As a former truck driver in the early days of the 2000’s, I find it fascinating how technology has evolved when it comes to planning and executing a trip.

Thanks to smartphones and apps such as Waze and Google Maps, you will know the details of your next trip before you even get in the car. Distance, arrival time, best routes, accidents, miles ahead and even where police patrols are awaiting for you. Life is easy and predictable.

Back then, there was this thing called a paper map. Something that you would buy at convenience stores, gas stations and news stands. They came without the zoom-in and zoom-out feature which made it difficult to read the tiny street names. If you were heading to a brand new destination, chances were that you had to buy another map featuring the area you were going to. Knowing your arrival time with precision was utopia and impossible to predict. If you missed a turn, you had to stop on the side of the road, grab the map and figure out how to get back on track. Planning a trip back then … was not as fun as it is now.

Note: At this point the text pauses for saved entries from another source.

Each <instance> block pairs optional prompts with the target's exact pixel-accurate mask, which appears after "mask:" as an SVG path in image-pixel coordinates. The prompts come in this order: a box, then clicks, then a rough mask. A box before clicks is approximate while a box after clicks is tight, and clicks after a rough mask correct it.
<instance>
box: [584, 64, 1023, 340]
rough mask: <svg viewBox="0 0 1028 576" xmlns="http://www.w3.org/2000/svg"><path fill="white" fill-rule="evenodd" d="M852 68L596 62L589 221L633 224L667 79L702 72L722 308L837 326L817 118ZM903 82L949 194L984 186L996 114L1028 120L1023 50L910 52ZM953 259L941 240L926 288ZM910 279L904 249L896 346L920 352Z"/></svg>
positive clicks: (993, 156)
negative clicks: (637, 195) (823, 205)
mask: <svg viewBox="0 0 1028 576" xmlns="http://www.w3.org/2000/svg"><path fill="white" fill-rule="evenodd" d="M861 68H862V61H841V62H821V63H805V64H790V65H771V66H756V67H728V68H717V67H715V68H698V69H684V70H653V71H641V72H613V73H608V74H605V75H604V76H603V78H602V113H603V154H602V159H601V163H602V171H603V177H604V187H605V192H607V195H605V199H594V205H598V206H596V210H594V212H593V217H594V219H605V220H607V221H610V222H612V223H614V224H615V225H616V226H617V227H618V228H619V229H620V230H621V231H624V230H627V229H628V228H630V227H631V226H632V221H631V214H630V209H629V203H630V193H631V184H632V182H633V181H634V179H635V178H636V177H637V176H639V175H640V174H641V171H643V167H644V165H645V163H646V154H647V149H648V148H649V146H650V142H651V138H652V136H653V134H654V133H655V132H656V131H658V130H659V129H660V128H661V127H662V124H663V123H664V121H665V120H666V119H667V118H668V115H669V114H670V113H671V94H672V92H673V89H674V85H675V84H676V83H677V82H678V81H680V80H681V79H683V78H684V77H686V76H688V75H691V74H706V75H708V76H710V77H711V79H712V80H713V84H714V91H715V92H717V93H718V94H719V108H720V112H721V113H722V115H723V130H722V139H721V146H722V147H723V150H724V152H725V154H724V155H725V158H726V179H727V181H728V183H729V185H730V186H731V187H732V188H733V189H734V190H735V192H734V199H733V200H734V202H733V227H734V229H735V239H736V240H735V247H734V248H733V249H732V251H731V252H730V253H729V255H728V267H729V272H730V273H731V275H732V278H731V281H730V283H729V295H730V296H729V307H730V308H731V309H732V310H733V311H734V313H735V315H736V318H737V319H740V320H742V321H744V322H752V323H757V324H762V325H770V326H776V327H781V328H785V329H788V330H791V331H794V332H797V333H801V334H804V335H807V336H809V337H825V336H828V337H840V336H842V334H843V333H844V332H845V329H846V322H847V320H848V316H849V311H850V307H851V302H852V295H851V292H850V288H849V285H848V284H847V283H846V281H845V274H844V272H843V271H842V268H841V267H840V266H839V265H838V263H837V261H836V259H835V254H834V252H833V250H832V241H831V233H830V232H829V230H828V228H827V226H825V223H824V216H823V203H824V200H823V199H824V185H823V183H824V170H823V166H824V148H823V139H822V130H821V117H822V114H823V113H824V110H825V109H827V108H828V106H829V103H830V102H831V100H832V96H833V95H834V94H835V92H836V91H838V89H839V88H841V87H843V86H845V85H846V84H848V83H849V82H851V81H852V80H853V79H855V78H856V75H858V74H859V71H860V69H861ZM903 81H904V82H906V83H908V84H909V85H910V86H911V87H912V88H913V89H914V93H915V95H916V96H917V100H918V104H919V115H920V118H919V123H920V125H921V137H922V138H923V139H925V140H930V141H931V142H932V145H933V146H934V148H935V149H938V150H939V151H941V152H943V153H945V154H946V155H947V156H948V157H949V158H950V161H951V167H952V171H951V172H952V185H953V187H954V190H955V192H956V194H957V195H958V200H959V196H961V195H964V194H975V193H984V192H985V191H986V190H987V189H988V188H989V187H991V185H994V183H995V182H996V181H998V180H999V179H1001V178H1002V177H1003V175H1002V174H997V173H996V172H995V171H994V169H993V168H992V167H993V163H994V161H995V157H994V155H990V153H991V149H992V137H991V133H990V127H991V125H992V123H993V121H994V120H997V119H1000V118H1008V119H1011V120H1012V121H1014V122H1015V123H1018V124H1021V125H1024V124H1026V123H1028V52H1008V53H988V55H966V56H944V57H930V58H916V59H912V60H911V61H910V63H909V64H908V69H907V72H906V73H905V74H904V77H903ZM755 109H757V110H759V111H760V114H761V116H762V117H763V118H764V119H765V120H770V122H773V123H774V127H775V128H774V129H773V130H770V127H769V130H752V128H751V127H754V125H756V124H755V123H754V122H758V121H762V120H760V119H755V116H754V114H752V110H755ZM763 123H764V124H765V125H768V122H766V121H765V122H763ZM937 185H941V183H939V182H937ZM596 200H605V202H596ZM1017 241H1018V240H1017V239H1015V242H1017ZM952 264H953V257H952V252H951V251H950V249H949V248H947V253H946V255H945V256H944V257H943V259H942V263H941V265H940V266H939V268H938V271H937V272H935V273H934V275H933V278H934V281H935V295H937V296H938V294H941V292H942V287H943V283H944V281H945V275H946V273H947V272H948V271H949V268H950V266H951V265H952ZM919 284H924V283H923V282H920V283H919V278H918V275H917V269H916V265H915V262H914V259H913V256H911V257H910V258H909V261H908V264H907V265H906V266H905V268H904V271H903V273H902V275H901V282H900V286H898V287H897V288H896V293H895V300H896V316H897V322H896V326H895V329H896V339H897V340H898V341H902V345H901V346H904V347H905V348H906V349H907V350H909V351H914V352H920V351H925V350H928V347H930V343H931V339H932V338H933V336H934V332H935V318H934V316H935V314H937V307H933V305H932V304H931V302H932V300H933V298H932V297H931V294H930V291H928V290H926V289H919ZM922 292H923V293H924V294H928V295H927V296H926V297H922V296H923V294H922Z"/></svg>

As we start the new year, we should all consider a paper map trip to stay on track with our business goals. There are dozens of “instruments on the dashboard” that require your attention for a great business journey. Marketing, cost of goods sold, suppliers, staff , customer demographics among others.

Today, we are going to discuss one of those instruments called “installation”. In our industry we often hear “the installer will make or break a job”. I’d rather say “the installation will make or break a business”.

Here’s what I mean:

  • Installation should be a revenue generating department for your company. More often than not, I see dealers promoting free installation. We all know that nothing is free and the client is paying for it one way or the other. So, why show an installation charge then? Because it shows respect and authority to your clients. It shows that you are a legit company and not one of those fly by night individuals that may not be around in six months. It also sets the ground rules and expectations for future service calls. And having an item line for installation helps you plan how much business you generate. A good estimate for installations is 10% of the product sales. Don’t leave money on the table, charge for the services you are providing.
  • Installation requires focus and attention to details. I sold products and did my own installations for more than ten years. It is doable, but it is not for everyone. Selling products requires a specific set of skills: empathy with customers, being good with colors and textures and being comfortable dealing with rejection. Installing on the other hand demands other types of skills: physical strength to carry boxes and tools, being clean and organized while working inside people’s homes and the ability to figure out solutions under pressure.If you don’t enjoy selling or installing, consider hiring someone with the skills you don’t have. That way, both departments will be producing way more efficiently.
  • Installation requires oil change and regular maintenance. In other words a good installation department requires their installer(s) to attend trainings and conferences to keep them sharp. If the installers are not challenged to learn new products or tools, eventually they will become complacent. This can put the company in jeopardy, especially if the competition is willing to go the extra mile for their clients. Make this an annual event for your installation team.

Regardless of if you have your own installer(s) or use subcontractor(s), your installation department should generate these things: revenue, leads and peace of mind that every project will be completed to the highest standards.

If cash is tight, you are running on fumes or you stay up at night worrying about tomorrow’s installation, it is time for you to recalculate your company’s route!